Scarlett watched the scene with a smug, triumphant look on her face. She leaned towards Mark, adding her own comments in French, their conversation flowing effortlessly, leaving me and my daughter on the outside, looking in. They were a family. We were the intruders.
Anger, sharp and clean, cut through my pain. They thought I was just a simple artist, easily sidelined, easily intimidated. They didn't know that my mother was French. They didn't know I had spent every summer of my childhood in Lyon.
I waited for a pause in their merry chatter. Then, in flawless, unaccented French, I spoke.
"It is incredibly rude to speak in a language you assume others don't understand, Scarlett. Especially when you are telling your daughter to boast about things a married man supposedly did with you."
The effect was instantaneous. Scarlett's jaw dropped. Mark stared at me, his face a mask of disbelief and horror.
I wasn't finished. I kept my voice calm and level, but my French was precise and cutting.
"And Mark, teaching your mistress's daughter a language you've never bothered to share with your own child? That is a new level of cruelty, even for you."
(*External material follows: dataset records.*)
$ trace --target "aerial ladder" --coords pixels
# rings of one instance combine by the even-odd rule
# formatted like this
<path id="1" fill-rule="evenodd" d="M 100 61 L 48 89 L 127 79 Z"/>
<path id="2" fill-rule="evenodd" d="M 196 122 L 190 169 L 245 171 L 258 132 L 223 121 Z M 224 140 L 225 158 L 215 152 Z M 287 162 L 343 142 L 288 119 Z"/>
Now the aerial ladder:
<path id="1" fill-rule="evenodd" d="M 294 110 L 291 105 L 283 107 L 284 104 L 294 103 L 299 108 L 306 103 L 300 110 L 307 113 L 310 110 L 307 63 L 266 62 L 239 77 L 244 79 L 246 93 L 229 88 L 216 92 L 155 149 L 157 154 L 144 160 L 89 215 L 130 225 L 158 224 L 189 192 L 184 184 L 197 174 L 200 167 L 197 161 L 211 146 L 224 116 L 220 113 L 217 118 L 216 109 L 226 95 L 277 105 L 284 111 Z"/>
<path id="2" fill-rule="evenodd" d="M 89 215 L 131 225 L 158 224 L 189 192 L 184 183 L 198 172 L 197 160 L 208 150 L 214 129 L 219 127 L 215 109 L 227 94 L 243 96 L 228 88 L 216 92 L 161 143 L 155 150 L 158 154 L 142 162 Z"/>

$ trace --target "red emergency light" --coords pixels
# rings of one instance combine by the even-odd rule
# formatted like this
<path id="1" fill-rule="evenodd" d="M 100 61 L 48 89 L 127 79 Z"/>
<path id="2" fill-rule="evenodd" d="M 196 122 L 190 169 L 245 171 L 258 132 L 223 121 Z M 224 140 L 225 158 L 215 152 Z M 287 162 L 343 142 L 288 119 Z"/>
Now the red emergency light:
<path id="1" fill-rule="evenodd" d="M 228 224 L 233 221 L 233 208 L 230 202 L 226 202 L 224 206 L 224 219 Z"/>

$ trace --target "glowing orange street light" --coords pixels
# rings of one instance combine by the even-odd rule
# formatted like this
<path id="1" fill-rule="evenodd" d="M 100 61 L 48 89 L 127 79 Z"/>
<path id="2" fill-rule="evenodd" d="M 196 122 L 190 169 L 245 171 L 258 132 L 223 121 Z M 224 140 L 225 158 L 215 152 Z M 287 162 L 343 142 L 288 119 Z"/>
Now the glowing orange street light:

I turned my gaze to Scarlett. "Telling your child that Mark is her 'daddy' when you know he has a family? That's not just pathetic, it's manipulative. You're using your child as a weapon."
Scarlett, flustered and exposed, stammered, "I... I don't know what you're talking about."
Before I could reply, Mark found his voice. But it wasn't directed at Scarlett. It was directed at me. And at Lily.
"Ava, stop it!" he hissed in English. "You're making a scene!" He then looked down at Lily, who had started to cry from the tension. "And Lily, for God's sake, stop crying. It's embarrassing."
That was it. The last thread of hope I had been clinging to snapped. He didn't defend me. He didn't deny Scarlett's claims. He defended his mistress and blamed his five-year-old daughter for being upset.
I stood up, my movements sharp and decisive. I picked up our blanket, shaking the grass from it with a violent snap.
"Come on, Lily," I said, my voice steady. I would not let them see me break. "We're leaving."
I took Lily's hand, and without another glance at Mark or his carefully constructed other family, I walked away. The sounds of the picnic, the laughter and music, faded behind us. All I could hear was the sound of my own footsteps on the grass, carrying me and my daughter away from a man who was no longer our husband or our father. He had made his choice. Now, I was making mine.